Hinata mengerti. Jika direktunya mengkorupsi bahkan kata Naruto 'lebih dari sekedar itu' – yang membuat Hinata semakin tak mengerti – posisi direkur bisa saja diganti, diajukan di rapat RUPS yang akan diadakan sebulan lagi. Lalu lelaki yang sangat disukainya ini sepertinya tidak terima jika pamannya itu digantikan oleh orang lain.
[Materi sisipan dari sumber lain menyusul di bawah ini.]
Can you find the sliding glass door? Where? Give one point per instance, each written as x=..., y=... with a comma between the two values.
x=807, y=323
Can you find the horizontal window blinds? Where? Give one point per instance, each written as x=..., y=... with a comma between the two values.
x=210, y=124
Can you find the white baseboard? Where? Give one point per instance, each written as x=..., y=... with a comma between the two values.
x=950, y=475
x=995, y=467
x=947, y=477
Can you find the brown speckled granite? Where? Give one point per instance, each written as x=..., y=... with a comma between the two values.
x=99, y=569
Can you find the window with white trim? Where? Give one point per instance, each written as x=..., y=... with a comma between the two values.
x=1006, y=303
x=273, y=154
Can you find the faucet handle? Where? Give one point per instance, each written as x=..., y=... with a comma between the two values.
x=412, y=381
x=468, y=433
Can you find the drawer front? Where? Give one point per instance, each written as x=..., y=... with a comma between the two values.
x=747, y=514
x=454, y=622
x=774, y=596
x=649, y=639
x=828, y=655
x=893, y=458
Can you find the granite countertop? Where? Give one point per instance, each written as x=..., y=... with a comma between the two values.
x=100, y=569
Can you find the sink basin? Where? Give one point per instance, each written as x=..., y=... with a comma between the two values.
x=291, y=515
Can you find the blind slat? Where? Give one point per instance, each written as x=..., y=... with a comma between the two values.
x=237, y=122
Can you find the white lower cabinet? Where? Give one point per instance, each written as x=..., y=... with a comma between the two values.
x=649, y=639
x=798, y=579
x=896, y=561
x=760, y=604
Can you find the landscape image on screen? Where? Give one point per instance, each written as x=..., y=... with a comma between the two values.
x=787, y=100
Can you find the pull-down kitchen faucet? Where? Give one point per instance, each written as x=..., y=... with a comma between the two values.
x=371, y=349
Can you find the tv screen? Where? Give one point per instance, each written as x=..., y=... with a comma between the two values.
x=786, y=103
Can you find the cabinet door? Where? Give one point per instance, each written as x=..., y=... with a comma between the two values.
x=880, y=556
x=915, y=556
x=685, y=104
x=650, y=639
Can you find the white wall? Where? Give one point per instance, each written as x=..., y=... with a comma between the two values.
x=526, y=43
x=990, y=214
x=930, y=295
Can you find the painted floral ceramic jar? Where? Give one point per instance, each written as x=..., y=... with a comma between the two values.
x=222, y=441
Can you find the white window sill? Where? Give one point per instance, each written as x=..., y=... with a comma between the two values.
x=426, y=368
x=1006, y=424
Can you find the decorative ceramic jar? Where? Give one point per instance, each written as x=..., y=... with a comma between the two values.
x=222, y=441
"Manajer, bisakah anda menunduk sebentar?" tanya Hinata.

"Hnnn?" ucapnya tapi dirinya menundukkan sedikit tubuhnya.

Tanpa disangka dan dinyana, gadis lavender itu mengecup pipi Naruto cepat. Segera saat Naruto mengamati wajah gadis itu, wajahnya sudah memerah.

"Kata Ino sebuah ciuman bisa membantu memecahkan masalah, dan aku pikir aku juga sudah menyebabkan masalah pada anda hari ini jadi ..." gadis itu kehilangan kata-katanya.

Sesaat kemudian Naruto menanyainya, "Ciuman? Di pipi?" tanyanya sedikit tak terima.

Gadis itu menatapnya tak mengerti, "Iya, pipi?" ucapnya. Dirinya ragu juga dengan ucapannya sendiri.

"Ciuman itu disini," ucap Naruto, ia menempelkan telunjuknya di bibirnya sendiri, "Jika di pipi itu namanya kecupan," lanjutnya.

"Sepertinya kau di kerjai," ucap Naruto lalu terkikik geli.

Dan gadis itu yang terbawa suasana menjadi bersemu merah dibeberapa tempat di wajahnya.

Sadistic Finance Manager ©_SheWonGirl_

Flashback

Pria berambut kuning itu meninggalkan ruangannya dan berjalan cepat menuju lift. Satu hal yang ada di pikirannya sekarang adalah menuju ruangan direkturnya, meminta penjelasan pamannya, adik dari ayahnya, Namikaze Menma.

Pria itu segera mengambil ponselnya dan menghubungi pesawat telepon kantornya. Ia menunggu sampai seseorang diseberang sana untuk mengangkatnya dan ternyata yang mengangkat gadis mungil yang sering ia bully ketika ada kesempatan.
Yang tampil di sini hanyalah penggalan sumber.